Chittagong

This is hopefully my last day in Chittagong. I have to catch up with work and won’t do anything else today. I’ll use this post to mention a couple of things I may have forgotten before.

I haven’t seen many foreigners in Bangladesh. There was a group of Japanese(?) in Dhaka, and a British(?) here in Chittagong, and Aaron. I’m pretty sure most of the villages I cycled through haven’t seen many, if any at all. That, of course, explains people’s curiosity. When I stop somewhere to have a break it takes half a minute and there is a small crowd watching my every move. Usually someone with some English skills will step forward and ask the standard questions, country, name, job.

As far as I can tell, there are people everywhere. I think the longest stretch of road without a person can’t have been much more than 500 meters.

The kind and amount of manual labor being done is incredible. And so is people’s stamina. Cycle rickshaw drivers don’t have the luxury of gears on their vehicles. More often than not I see them literally standing on the pedals – left, right, left, right, for the whole ride – to actually move the heavy thing and the cargo or passenger.

There are no lifts at construction sites. If there are bricks and sand needed at the top of a building, it’s people who carry the stuff up. Two piles of bricks or two bowls of sand hanging from a long stick, carried across the shoulders and up stairs.

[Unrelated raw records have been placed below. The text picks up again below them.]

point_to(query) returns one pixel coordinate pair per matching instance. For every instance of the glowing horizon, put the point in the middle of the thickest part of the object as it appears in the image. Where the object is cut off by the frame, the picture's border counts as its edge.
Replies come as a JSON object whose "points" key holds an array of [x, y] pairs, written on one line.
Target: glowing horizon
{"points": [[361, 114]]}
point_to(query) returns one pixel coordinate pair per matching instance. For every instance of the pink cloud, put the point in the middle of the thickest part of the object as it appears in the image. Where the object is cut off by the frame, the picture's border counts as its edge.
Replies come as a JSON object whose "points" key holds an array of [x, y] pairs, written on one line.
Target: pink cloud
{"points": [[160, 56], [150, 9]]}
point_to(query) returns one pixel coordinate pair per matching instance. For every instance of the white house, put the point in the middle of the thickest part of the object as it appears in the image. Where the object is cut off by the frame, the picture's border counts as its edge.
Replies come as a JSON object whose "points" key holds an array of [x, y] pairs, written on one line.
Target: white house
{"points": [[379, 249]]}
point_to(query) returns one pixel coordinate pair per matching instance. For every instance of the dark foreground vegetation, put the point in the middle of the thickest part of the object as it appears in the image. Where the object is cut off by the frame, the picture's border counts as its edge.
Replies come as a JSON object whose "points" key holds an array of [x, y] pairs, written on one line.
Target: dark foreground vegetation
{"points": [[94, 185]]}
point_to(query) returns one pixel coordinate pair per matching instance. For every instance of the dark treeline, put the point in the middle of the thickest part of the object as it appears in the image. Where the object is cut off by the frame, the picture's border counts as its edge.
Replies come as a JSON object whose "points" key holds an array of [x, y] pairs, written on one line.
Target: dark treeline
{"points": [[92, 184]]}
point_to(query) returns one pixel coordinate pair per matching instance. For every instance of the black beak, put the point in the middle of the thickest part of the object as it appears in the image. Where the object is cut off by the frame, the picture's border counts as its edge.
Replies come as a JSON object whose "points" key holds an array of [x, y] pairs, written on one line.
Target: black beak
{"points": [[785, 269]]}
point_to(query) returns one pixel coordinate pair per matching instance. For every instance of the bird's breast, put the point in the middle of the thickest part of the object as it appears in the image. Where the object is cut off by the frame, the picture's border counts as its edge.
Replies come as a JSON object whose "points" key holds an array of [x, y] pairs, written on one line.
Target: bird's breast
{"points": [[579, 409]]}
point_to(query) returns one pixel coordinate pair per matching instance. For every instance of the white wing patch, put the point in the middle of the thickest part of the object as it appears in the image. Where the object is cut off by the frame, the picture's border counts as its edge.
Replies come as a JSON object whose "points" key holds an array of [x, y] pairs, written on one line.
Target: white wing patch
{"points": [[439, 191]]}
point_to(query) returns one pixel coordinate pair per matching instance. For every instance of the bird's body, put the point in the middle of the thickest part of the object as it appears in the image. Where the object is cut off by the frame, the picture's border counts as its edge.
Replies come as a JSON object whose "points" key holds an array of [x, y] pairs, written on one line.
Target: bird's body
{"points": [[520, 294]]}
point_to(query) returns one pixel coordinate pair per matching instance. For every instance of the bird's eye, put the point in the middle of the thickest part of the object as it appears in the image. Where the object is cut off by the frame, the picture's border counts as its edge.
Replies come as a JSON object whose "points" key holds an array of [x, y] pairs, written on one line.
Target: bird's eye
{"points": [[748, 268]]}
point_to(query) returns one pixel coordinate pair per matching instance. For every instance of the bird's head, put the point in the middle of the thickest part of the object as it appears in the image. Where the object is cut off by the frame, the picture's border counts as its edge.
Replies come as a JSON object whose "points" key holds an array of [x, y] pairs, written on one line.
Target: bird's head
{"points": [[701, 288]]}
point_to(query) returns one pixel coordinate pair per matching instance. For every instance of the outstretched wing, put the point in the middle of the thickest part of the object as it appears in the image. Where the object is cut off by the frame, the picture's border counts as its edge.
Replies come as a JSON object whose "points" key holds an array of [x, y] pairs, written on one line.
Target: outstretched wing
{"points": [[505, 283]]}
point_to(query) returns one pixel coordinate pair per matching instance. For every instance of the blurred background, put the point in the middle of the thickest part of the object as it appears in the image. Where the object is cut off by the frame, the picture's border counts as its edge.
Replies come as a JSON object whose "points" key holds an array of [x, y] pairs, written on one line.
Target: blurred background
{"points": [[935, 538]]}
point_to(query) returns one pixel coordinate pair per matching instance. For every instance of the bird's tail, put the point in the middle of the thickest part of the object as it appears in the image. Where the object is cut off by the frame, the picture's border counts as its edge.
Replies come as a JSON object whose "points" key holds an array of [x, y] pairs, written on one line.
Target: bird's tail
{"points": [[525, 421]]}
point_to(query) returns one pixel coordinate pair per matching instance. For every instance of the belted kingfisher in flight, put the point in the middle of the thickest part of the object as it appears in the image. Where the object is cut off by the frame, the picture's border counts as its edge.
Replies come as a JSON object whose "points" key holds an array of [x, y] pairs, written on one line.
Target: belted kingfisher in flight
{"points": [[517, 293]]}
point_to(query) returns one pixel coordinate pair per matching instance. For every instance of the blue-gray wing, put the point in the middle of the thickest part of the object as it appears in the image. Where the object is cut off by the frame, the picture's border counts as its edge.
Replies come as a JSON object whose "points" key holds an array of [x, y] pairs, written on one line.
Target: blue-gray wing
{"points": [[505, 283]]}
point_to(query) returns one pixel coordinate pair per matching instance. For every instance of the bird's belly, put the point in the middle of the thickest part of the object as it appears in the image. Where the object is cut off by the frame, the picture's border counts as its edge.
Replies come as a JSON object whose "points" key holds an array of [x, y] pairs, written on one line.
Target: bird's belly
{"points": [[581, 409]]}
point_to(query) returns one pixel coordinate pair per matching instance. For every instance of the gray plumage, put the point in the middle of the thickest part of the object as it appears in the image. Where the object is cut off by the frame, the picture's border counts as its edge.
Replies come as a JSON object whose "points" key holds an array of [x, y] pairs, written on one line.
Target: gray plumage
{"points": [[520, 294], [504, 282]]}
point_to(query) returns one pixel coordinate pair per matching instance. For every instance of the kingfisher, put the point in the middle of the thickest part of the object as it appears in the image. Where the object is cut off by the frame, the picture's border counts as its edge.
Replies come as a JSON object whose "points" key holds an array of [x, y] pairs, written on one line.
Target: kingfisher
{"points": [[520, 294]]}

People pushing 8m long bamboo sticks piled up on a hand cart through Chittagong’s heaviest traffic.

Shipbreakers risking their health and their lives by cutting through the massive hulls. No safety gear, no insurance, no compensation in case anything goes wrong.

And almost everyone here, especially those doing the heavy work, is more than a head shorter than me and weigh half as much, if at all.

Me cycling through the country, with little luggage and a filling meal at the end of the day is certainly less challenging.

And when I say that the countryside is beautiful and the villages look quaint, I must not forget that the people are very poor and live in very simple conditions.